How can we spend Sabbath practicing a way of life that is good for creation? What might this do to us during the other six days? What step could I take to encourage rest, recovery, renewal for the planet? What activity could I do to care for nature?
Rest from work.
- What would this mean for you and for your friends and family?
- Do you know anyone who is required to work on Sundays? Name what Sabbath might mean in this person’s situation. How can you help him/her find joy in Sabbath?
- Pray for work, for colleagues, for bosses, for those under management.
- How could you support those who are looking for work?
- What issues do workers face that Sabbath rest makes you aware of?
- What do I need to say yes to in my job for me and for others?
Attend Sunday worship. Sunday is not just about “going to church”; it is about taking part in the activity by which God is shaping a new creation. It is a foretaste of the feast to come.

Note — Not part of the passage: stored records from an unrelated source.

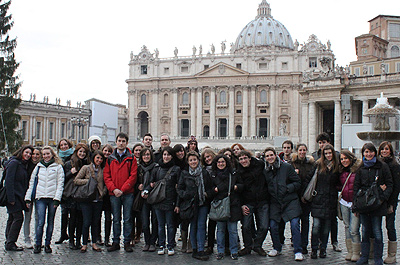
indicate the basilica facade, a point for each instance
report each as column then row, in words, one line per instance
column 250, row 90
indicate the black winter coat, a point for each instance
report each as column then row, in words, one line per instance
column 366, row 176
column 159, row 173
column 16, row 183
column 255, row 188
column 283, row 184
column 187, row 188
column 324, row 203
column 222, row 184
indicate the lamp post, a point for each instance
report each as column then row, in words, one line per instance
column 80, row 122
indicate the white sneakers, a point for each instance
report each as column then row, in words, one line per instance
column 274, row 253
column 298, row 256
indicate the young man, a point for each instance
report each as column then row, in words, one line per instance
column 120, row 178
column 283, row 183
column 255, row 202
column 322, row 140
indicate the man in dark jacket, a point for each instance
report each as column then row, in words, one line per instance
column 255, row 202
column 120, row 178
column 283, row 183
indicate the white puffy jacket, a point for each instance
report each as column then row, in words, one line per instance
column 50, row 182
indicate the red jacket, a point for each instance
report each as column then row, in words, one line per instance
column 120, row 172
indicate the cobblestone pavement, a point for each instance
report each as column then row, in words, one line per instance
column 63, row 255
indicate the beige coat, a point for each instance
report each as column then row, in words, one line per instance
column 88, row 171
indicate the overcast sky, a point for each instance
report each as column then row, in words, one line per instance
column 80, row 49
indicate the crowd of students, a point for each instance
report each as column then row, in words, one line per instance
column 264, row 192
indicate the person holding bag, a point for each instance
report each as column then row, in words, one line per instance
column 372, row 172
column 226, row 183
column 348, row 168
column 195, row 191
column 49, row 188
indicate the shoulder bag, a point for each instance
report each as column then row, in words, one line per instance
column 221, row 209
column 157, row 194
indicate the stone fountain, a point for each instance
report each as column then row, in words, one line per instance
column 380, row 115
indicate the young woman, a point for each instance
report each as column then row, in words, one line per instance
column 16, row 183
column 387, row 155
column 136, row 215
column 348, row 168
column 79, row 158
column 222, row 171
column 65, row 150
column 303, row 165
column 166, row 208
column 324, row 203
column 48, row 178
column 144, row 173
column 91, row 210
column 36, row 157
column 107, row 151
column 195, row 190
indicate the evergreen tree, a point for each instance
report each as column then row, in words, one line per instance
column 10, row 139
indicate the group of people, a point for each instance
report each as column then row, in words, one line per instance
column 157, row 192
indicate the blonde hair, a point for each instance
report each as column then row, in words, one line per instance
column 57, row 159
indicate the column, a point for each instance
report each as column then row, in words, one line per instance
column 174, row 123
column 231, row 122
column 199, row 122
column 273, row 111
column 212, row 112
column 312, row 126
column 338, row 126
column 193, row 111
column 245, row 118
column 132, row 131
column 365, row 119
column 253, row 105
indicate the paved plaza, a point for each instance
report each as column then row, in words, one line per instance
column 63, row 255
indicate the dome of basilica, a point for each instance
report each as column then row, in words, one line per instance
column 264, row 31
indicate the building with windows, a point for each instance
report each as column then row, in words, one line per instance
column 250, row 91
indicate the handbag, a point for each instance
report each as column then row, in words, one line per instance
column 367, row 200
column 186, row 210
column 158, row 194
column 339, row 211
column 310, row 191
column 221, row 209
column 87, row 192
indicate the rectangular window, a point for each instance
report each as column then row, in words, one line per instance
column 313, row 62
column 38, row 130
column 51, row 131
column 143, row 69
column 25, row 130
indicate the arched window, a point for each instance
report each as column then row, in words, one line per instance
column 395, row 51
column 239, row 97
column 222, row 97
column 207, row 98
column 185, row 98
column 143, row 100
column 263, row 96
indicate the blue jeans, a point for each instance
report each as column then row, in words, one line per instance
column 261, row 214
column 41, row 206
column 296, row 236
column 372, row 228
column 351, row 224
column 91, row 212
column 166, row 217
column 149, row 217
column 125, row 201
column 198, row 228
column 320, row 233
column 232, row 233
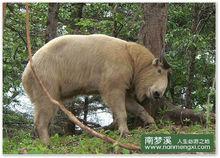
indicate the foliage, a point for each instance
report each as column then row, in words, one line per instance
column 179, row 39
column 116, row 19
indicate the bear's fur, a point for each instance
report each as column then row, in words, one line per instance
column 119, row 71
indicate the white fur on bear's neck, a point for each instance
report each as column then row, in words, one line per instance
column 141, row 60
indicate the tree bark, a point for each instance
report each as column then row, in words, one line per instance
column 76, row 15
column 52, row 21
column 85, row 108
column 192, row 57
column 152, row 33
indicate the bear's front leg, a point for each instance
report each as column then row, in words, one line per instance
column 136, row 109
column 115, row 100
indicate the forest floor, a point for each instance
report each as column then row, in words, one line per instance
column 23, row 143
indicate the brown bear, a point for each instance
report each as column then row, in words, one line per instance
column 123, row 73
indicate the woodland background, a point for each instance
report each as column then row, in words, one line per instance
column 184, row 33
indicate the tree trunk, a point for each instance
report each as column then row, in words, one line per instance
column 192, row 57
column 85, row 108
column 152, row 33
column 52, row 21
column 76, row 15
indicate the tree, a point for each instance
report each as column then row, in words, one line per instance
column 155, row 41
column 52, row 21
column 152, row 33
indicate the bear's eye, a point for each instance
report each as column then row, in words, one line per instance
column 159, row 71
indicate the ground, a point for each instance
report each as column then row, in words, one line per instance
column 23, row 142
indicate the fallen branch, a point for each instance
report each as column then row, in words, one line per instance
column 61, row 105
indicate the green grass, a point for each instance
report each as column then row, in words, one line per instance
column 23, row 142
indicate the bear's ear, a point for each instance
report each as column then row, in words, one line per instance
column 156, row 62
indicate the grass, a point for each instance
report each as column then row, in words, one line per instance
column 23, row 143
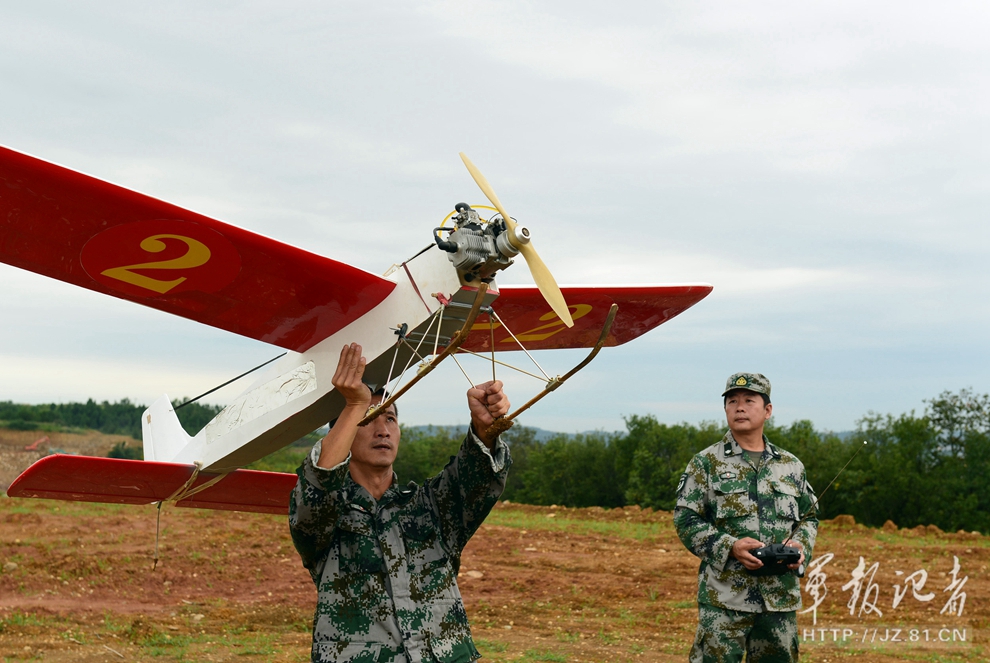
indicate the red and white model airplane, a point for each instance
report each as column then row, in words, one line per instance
column 75, row 228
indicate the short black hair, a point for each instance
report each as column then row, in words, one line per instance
column 725, row 399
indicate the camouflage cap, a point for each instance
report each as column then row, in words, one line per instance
column 750, row 381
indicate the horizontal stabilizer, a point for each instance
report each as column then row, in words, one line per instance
column 118, row 481
column 526, row 314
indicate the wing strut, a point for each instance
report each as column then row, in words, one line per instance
column 455, row 341
column 505, row 423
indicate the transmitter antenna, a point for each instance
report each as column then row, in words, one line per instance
column 814, row 506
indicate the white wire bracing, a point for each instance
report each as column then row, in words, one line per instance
column 523, row 347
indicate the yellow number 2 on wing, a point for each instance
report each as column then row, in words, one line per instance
column 544, row 332
column 196, row 254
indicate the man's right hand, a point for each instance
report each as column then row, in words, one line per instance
column 740, row 550
column 347, row 379
column 357, row 397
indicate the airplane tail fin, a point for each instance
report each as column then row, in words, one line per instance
column 163, row 435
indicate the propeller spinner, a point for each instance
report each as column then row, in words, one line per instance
column 541, row 274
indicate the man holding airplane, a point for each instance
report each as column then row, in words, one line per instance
column 385, row 557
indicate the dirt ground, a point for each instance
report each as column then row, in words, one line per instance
column 540, row 584
column 15, row 458
column 77, row 584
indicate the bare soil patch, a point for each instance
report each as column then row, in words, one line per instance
column 15, row 458
column 540, row 584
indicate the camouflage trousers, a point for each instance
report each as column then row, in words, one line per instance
column 725, row 635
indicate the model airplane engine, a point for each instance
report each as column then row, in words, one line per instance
column 478, row 249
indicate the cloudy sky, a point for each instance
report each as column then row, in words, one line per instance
column 823, row 165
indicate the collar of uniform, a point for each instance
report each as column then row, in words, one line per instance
column 358, row 496
column 396, row 493
column 731, row 448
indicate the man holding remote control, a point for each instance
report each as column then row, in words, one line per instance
column 735, row 500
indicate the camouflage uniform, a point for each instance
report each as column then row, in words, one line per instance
column 723, row 497
column 386, row 571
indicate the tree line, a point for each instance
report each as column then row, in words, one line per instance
column 931, row 468
column 120, row 418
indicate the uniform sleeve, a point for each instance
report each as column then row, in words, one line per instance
column 315, row 506
column 808, row 532
column 693, row 514
column 464, row 491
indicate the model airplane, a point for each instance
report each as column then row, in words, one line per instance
column 76, row 228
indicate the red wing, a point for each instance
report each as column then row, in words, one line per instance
column 78, row 229
column 116, row 481
column 523, row 310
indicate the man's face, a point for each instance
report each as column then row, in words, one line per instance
column 377, row 443
column 745, row 411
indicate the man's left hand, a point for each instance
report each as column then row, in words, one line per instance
column 794, row 544
column 487, row 402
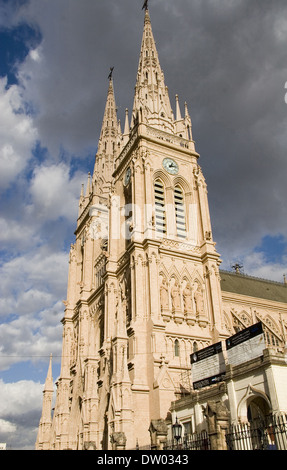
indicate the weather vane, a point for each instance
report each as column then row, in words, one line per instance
column 111, row 73
column 145, row 5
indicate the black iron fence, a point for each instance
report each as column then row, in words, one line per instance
column 197, row 441
column 269, row 433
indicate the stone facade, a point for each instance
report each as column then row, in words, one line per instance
column 144, row 287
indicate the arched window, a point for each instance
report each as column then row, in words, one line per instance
column 160, row 214
column 179, row 212
column 176, row 348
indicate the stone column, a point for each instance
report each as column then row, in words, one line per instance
column 158, row 434
column 118, row 441
column 217, row 417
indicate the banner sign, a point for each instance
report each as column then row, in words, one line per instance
column 207, row 366
column 245, row 345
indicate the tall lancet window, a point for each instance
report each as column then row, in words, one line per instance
column 179, row 212
column 160, row 214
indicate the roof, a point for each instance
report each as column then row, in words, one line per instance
column 253, row 287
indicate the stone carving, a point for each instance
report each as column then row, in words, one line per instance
column 187, row 298
column 164, row 295
column 198, row 299
column 118, row 440
column 175, row 296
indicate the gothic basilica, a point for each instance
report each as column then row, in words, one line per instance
column 144, row 288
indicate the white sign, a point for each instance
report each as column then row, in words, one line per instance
column 207, row 366
column 245, row 345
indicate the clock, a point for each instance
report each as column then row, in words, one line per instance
column 170, row 166
column 127, row 176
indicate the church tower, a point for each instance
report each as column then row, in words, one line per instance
column 143, row 288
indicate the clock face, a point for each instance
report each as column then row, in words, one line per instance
column 170, row 166
column 127, row 176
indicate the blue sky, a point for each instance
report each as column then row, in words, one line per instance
column 226, row 59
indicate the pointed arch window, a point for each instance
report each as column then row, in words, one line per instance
column 179, row 212
column 176, row 348
column 160, row 213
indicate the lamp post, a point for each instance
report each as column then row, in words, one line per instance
column 176, row 431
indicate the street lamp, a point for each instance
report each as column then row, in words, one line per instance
column 176, row 431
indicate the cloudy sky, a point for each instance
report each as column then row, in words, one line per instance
column 226, row 58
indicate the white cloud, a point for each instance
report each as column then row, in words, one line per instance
column 20, row 411
column 54, row 193
column 19, row 396
column 17, row 134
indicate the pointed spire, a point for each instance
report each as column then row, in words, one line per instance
column 178, row 113
column 109, row 143
column 49, row 378
column 151, row 100
column 88, row 190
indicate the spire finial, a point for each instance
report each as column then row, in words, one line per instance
column 145, row 5
column 111, row 73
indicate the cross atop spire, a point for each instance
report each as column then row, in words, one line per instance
column 145, row 5
column 151, row 100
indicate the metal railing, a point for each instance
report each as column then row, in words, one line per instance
column 269, row 433
column 196, row 441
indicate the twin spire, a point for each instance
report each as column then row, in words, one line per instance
column 151, row 106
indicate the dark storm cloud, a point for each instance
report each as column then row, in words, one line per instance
column 225, row 58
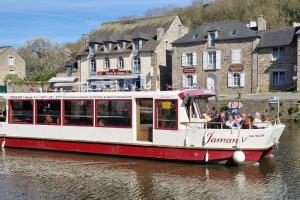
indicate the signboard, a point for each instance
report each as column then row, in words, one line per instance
column 235, row 104
column 114, row 72
column 188, row 70
column 236, row 68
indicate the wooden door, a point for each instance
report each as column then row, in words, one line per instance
column 144, row 119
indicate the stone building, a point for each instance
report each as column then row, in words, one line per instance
column 11, row 64
column 277, row 59
column 67, row 76
column 216, row 56
column 231, row 57
column 131, row 54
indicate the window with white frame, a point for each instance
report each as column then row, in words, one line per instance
column 106, row 63
column 236, row 79
column 212, row 39
column 93, row 66
column 236, row 56
column 189, row 59
column 212, row 60
column 137, row 65
column 278, row 53
column 120, row 45
column 107, row 46
column 136, row 45
column 11, row 60
column 189, row 80
column 278, row 78
column 120, row 63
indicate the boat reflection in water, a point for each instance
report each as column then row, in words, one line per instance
column 28, row 174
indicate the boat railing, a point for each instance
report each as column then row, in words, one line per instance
column 221, row 125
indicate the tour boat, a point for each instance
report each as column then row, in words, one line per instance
column 149, row 124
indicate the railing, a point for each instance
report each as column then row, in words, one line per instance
column 221, row 125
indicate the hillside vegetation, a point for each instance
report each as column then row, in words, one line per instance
column 278, row 13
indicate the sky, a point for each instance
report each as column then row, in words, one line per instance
column 65, row 20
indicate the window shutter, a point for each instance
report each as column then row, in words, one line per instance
column 204, row 59
column 242, row 80
column 218, row 60
column 183, row 60
column 236, row 56
column 183, row 81
column 195, row 80
column 230, row 80
column 194, row 58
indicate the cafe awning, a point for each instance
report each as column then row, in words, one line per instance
column 114, row 77
column 63, row 80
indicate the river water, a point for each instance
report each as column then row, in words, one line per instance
column 30, row 174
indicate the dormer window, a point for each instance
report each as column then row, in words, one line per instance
column 107, row 46
column 11, row 60
column 211, row 39
column 92, row 49
column 120, row 45
column 136, row 45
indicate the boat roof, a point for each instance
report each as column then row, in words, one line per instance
column 114, row 95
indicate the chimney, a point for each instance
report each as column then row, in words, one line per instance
column 296, row 24
column 85, row 39
column 261, row 23
column 182, row 30
column 160, row 33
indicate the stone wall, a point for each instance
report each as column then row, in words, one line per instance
column 175, row 31
column 266, row 67
column 298, row 63
column 248, row 62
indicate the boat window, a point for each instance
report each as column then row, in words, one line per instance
column 21, row 111
column 166, row 114
column 202, row 105
column 2, row 110
column 48, row 112
column 113, row 113
column 78, row 112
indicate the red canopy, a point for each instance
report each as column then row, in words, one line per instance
column 197, row 92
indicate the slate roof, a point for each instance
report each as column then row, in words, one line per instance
column 130, row 29
column 227, row 30
column 127, row 30
column 277, row 37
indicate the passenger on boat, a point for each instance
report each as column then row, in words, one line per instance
column 232, row 122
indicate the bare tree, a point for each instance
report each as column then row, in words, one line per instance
column 43, row 58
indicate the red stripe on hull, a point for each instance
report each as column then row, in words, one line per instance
column 170, row 153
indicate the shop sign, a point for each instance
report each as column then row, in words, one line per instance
column 114, row 72
column 236, row 68
column 188, row 70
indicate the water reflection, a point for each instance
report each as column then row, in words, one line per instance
column 27, row 174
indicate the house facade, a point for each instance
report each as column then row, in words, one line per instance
column 131, row 54
column 216, row 56
column 277, row 59
column 11, row 64
column 232, row 57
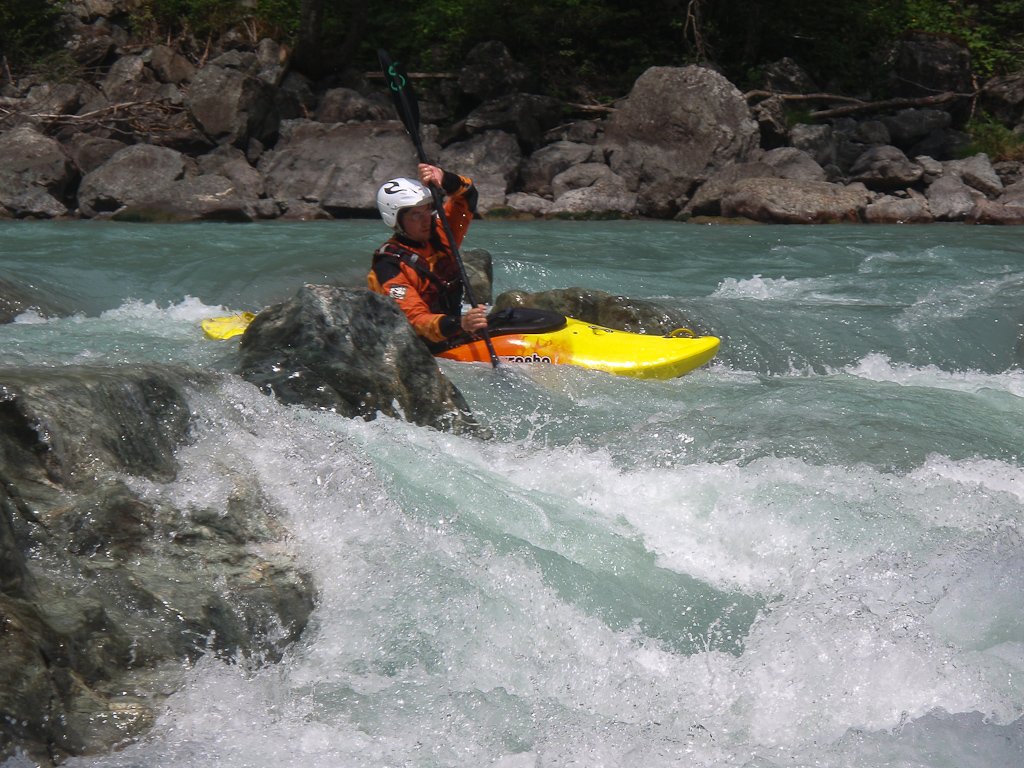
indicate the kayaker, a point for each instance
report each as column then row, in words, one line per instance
column 416, row 266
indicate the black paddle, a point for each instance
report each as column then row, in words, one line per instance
column 409, row 111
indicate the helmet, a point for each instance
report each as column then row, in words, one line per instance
column 397, row 195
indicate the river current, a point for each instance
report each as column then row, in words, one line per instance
column 807, row 553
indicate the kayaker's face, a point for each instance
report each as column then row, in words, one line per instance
column 416, row 222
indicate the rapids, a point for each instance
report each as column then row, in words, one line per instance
column 808, row 552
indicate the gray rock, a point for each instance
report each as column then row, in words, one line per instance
column 231, row 104
column 788, row 162
column 104, row 593
column 817, row 140
column 785, row 76
column 171, row 67
column 891, row 210
column 525, row 116
column 537, row 171
column 949, row 199
column 677, row 125
column 708, row 199
column 791, row 202
column 591, row 189
column 31, row 163
column 1013, row 196
column 209, row 198
column 338, row 168
column 977, row 171
column 492, row 160
column 491, row 72
column 527, row 204
column 133, row 174
column 885, row 169
column 343, row 104
column 772, row 123
column 1004, row 98
column 908, row 126
column 351, row 351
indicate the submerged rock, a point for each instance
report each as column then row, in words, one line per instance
column 103, row 594
column 351, row 351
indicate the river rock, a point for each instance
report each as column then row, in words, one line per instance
column 591, row 190
column 131, row 175
column 343, row 104
column 525, row 116
column 352, row 351
column 885, row 168
column 677, row 125
column 491, row 72
column 949, row 199
column 171, row 67
column 988, row 212
column 209, row 198
column 492, row 160
column 790, row 202
column 892, row 210
column 788, row 162
column 1013, row 195
column 107, row 593
column 338, row 168
column 924, row 65
column 537, row 171
column 35, row 173
column 977, row 171
column 616, row 312
column 231, row 104
column 708, row 199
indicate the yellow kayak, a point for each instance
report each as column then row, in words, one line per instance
column 578, row 343
column 225, row 328
column 559, row 341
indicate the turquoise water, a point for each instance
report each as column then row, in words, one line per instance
column 806, row 553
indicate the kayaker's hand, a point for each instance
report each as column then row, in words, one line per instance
column 474, row 320
column 430, row 174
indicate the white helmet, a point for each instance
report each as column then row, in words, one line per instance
column 397, row 195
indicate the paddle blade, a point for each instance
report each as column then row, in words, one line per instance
column 401, row 91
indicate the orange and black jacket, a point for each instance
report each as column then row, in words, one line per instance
column 424, row 278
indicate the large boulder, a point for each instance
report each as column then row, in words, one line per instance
column 949, row 199
column 790, row 202
column 209, row 198
column 35, row 173
column 893, row 210
column 708, row 199
column 537, row 171
column 492, row 160
column 230, row 103
column 591, row 190
column 105, row 591
column 885, row 169
column 491, row 72
column 131, row 175
column 338, row 168
column 677, row 125
column 352, row 351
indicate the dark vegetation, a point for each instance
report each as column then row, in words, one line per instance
column 576, row 48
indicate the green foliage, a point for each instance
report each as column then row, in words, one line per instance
column 26, row 28
column 992, row 30
column 199, row 16
column 994, row 139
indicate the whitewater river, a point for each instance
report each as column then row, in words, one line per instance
column 808, row 553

Spend an hour in solitude. Sleep/nap. Read. Reflect. Walk. Pray.
Rest as a church.
Visit the homebound. Invite lonely ones over for a meal. Dissuade a committee from meeting on Sunday. Instead of rushing out after worship, have a cup of coffee (or tea or water) with someone in the church you know or would like to get to know.
Good Sabbaths make good Christians, and Good Sabbaths make good societies.
Reflect on the quote by Barbara Brown Taylor in Altar in the World
“At least one day in seven, pull off the road and park the car in the garage. Turn off the computer. Stay home not because you are sick but because you are well. Talk someone you love into being well with you. Test the premise that you are worth more than you can produce—that even if you spent the whole day being good for nothing you would still be precious in God’s sight.”